Caroline Kennedy noted that on May 29, her father would have turned 100.
“I have thought about him and missed him every day of my life,” said President Kennedy's only living child at the start of a video created by the JFK Library.
“Growing up without him was made easier by all the people who kept him in their hearts, who told me that he inspired them to work and fight and believe in a better world, to give something back to this country that has given so much to so many.”
Kennedy, 59, reminisced about hiding as a child under her dad’s Oval Office desk and sitting on his lap while sailing on the family yacht. She also spoke about the generation that Kennedy inspired, one that fought for human rights, health care and immigration while fighting against poverty, violence and war.

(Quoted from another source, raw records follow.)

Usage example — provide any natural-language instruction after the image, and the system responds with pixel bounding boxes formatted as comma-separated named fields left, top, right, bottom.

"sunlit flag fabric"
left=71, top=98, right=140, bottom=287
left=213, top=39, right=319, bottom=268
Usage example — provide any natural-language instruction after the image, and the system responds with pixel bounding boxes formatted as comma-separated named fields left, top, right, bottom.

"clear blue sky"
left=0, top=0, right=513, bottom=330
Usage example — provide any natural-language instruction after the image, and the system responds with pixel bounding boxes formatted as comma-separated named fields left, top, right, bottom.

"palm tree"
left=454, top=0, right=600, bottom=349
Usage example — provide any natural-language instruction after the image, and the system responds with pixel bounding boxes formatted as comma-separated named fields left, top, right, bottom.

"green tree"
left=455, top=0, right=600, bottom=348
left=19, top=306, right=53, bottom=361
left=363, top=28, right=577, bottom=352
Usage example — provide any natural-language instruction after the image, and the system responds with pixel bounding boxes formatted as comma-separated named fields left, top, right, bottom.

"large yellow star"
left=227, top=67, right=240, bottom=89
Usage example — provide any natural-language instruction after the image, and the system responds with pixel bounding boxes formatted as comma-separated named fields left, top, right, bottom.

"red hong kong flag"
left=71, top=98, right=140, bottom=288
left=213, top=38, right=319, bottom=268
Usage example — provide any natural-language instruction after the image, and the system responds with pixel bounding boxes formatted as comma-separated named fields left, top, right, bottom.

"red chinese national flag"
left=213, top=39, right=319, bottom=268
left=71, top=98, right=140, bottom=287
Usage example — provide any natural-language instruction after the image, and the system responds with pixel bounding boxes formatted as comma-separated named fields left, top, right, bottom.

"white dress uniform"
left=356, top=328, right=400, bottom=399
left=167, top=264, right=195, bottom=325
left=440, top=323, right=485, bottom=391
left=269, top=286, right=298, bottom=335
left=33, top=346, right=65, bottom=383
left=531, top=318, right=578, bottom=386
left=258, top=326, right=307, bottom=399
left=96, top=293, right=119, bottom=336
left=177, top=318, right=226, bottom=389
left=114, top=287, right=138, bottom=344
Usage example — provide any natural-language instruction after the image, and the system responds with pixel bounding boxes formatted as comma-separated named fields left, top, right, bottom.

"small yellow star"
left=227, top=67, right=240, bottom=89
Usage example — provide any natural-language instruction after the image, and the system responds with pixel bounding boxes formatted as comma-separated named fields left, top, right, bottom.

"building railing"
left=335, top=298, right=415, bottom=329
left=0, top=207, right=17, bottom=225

"As my father said in his inaugural address, 'This work will not be finished in our lifetime, it's up to us to continue to pass these values on to our children and grandchildren,'" she said.
One of her daughters, Tatiana Kennedy Schlossberg, then described her unique connection to one of the nation's most historical figures.
"One of the defining relationships of my life is with someone I've never met, my grandfather, President John F. Kennedy," she said.
Tatiana said she’s been able to connect with her grandfather through the study of history, a passionate topic for both of them.
“To me, that is where he lives, as a historical figure rooted in the past, but also as a person connected to so much of what came after him,” she said. “But while my grandfather had reverence for the past, and the lessons it could impart, he also knew that America was a country where change was possible. That we aren't bound solely by tradition if we understand the past with which we are breaking."
Tatiana's sister, Rose, also described the need to reflect upon the past to help shape the future.
"My grandfather would be proud of how far we’ve come as a nation since 1963, but he’d have been the first to tell us that we have a long way to go,” she said.
"I hope everyone, regardless of age or party, will remember what President Kennedy told America, decades ago: This nation was founded by men of many nations and backgrounds. It was founded on the principle that all men are created equal and the rights of every man are diminished once the rights of one man are threatened."
The president's only grandson, Jack Schlossberg, said his favorite speech by his grandfather was the one where he made the case for sending a man to the moon, "not because it would be easy, but because it would be so hard."
"My generation will inherit a complicated world, with countless, unsolved problems. Climate change is just one of them,” Jack said. “But it’s the type of challenge I think my grandfather would have been energized about and eager to solve.”
Jack urged the country to look at the great challenges now faced by American leaders as opportunities.
“I know that we’re up to the task, but we have to demand action from our leaders, and we have to vote,” he said.